Saçları iki yana dağılmış olan ela gözlü kız Hayat’tı, yüzünde ezilmek üzere olan arpanın yorgunluğu ile tandırdan çıkmış ekmeğin tazeliği karışık, üstü başı bir parça dağınık, ateşin içine ani bir sezgi ve korkusuz bir sadakatle atlamış. Yaptıklarını yabancı biri duysa inanmazdı. İkinci kişi İskender’di, galaktik birliğin asi askeri, yirmi dört yaşını devirmiş, yüz ifadesi yaşından daha olgun, bu uzun yolculuğu başlatan asıl kişi. Güneşin vurduğu kahverengi gözleri yarı yarıya kapalı ve kaşları çatıktı. İkindinin sessizliğinde henüz sürülmüş toprağa uzanmış, turkuaz ile yavruağzının birbirine tutunduğu açık göğü seyretmekteydi.
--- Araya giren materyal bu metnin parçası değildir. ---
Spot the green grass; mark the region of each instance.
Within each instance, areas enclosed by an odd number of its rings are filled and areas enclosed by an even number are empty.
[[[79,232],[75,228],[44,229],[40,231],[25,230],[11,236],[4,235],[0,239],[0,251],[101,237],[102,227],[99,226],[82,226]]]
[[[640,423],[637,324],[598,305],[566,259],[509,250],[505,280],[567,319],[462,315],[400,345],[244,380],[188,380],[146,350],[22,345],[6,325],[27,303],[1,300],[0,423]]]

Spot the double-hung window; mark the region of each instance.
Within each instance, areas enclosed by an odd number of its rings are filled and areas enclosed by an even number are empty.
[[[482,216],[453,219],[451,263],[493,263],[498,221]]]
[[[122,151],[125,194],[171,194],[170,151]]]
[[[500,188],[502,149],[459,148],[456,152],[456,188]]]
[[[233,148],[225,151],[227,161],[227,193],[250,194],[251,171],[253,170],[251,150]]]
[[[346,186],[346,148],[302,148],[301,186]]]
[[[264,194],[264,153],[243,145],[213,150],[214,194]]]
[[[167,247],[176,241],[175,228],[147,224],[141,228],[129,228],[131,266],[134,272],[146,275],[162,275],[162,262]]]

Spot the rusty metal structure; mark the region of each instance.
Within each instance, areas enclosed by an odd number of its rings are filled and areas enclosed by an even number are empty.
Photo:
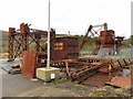
[[[95,31],[94,29],[99,28],[98,31]],[[102,30],[103,31],[100,31]],[[100,31],[100,33],[99,33]],[[89,34],[90,37],[98,35],[99,38],[95,40],[96,43],[96,48],[103,48],[103,47],[119,47],[122,45],[122,41],[124,38],[124,36],[116,36],[115,37],[115,33],[113,30],[108,30],[108,24],[101,24],[101,25],[90,25],[88,29],[88,32],[85,33],[80,48],[83,47],[84,43],[89,40]]]
[[[30,29],[28,24],[20,24],[20,30],[9,28],[9,61],[22,57],[24,51],[47,52],[47,31]],[[51,41],[55,37],[55,32],[51,29]],[[43,41],[43,46],[40,42]],[[31,47],[35,44],[35,50]]]
[[[22,23],[20,30],[9,28],[9,61],[22,57],[24,51],[47,53],[48,32],[29,26]],[[53,29],[50,32],[50,50],[52,61],[79,57],[78,38],[71,36],[55,37],[55,30]]]
[[[95,28],[103,29],[98,33]],[[91,35],[90,35],[91,34]],[[90,25],[80,50],[88,41],[88,35],[98,35],[96,48],[120,47],[123,36],[116,36],[113,30],[108,30],[108,24]],[[51,67],[58,67],[66,74],[66,78],[80,84],[103,86],[116,76],[123,67],[133,64],[125,59],[104,59],[93,57],[79,57],[78,38],[72,36],[57,37],[55,30],[50,32],[50,59]],[[9,61],[22,57],[21,73],[30,78],[35,77],[35,69],[47,67],[47,36],[48,32],[30,29],[29,24],[20,24],[20,30],[9,28]],[[35,46],[34,46],[35,45]],[[109,78],[109,76],[111,76]],[[96,80],[96,81],[95,81]]]
[[[37,68],[47,67],[47,54],[42,52],[24,51],[21,73],[34,78]]]
[[[130,61],[130,58],[123,58],[117,61],[106,59],[103,62],[99,61],[98,63],[94,62],[88,66],[71,72],[70,77],[72,81],[78,81],[79,84],[96,84],[103,86],[106,81],[110,81],[110,73],[112,74],[112,78],[116,76],[123,67],[130,66],[131,64],[133,63]],[[94,80],[99,80],[100,82],[95,82]]]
Kulaklarında eski çağın gürültüsünden kalan çınlamanın izlerini yalnızca derin ve dingin soluklar silebilirdi.

Nehrin çağıltısı uzaktan uzağa duyulurken her birinin dimağında, diğerine yönelen sorular vardı.
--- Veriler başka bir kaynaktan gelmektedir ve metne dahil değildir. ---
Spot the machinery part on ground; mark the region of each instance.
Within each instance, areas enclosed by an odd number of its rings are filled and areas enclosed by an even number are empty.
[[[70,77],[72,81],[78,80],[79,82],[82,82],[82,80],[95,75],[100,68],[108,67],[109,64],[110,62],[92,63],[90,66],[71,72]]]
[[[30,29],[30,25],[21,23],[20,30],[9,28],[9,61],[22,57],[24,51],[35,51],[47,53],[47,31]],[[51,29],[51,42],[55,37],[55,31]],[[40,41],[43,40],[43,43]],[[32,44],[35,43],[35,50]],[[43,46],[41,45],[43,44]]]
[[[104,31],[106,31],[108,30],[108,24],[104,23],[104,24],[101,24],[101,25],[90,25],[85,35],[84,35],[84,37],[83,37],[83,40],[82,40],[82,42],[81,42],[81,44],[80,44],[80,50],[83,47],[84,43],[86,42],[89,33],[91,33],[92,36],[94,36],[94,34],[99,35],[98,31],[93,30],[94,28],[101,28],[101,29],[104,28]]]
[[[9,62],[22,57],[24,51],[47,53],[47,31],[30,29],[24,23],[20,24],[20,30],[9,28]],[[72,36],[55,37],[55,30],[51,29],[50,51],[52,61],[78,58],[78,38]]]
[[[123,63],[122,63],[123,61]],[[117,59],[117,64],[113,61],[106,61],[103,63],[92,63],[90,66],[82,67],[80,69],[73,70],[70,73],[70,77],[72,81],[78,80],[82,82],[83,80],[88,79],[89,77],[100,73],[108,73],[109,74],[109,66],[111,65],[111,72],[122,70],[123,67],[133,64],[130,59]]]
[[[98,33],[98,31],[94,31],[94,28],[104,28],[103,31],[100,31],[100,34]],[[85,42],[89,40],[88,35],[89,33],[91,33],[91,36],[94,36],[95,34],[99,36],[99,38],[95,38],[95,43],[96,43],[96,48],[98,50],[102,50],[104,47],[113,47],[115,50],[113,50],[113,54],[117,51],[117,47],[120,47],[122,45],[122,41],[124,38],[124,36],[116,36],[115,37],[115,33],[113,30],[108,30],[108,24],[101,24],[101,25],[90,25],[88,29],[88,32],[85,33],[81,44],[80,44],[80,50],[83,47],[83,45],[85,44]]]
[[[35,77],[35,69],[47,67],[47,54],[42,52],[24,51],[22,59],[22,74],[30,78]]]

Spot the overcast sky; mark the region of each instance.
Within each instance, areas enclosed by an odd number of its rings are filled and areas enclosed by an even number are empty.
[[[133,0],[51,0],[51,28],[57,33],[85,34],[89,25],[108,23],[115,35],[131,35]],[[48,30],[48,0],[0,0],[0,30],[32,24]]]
 “Neredeyiz?” sorusunun yükü askerin omuzlarındaydı. Yedi duraklı yolculuğu ve her duraktaki tarihi konuğu bilen iki kişilik kafilenin rehberiydi ve hangi yoldan gideceklerini, nereden geçip kime rastlayacaklarını da söyleyecekti.

“Nereden aklına geldi?” sorusu ise ateşe atlayan kıza sorulacaktı. Ona çıkış hamlesini söyleyen hangi sezgiydi? Çağdan çağa ileten mum görünümlü nüve aygıtı ışıksız kalmışken onu yeniden çalıştırmanın yolunu nasıl düşünmüştü? Bitmek üzere olan bir çağdan kurtulup bu sakin göğe, uykudaki nehre, nemli tarlaya nasıl varmışlardı?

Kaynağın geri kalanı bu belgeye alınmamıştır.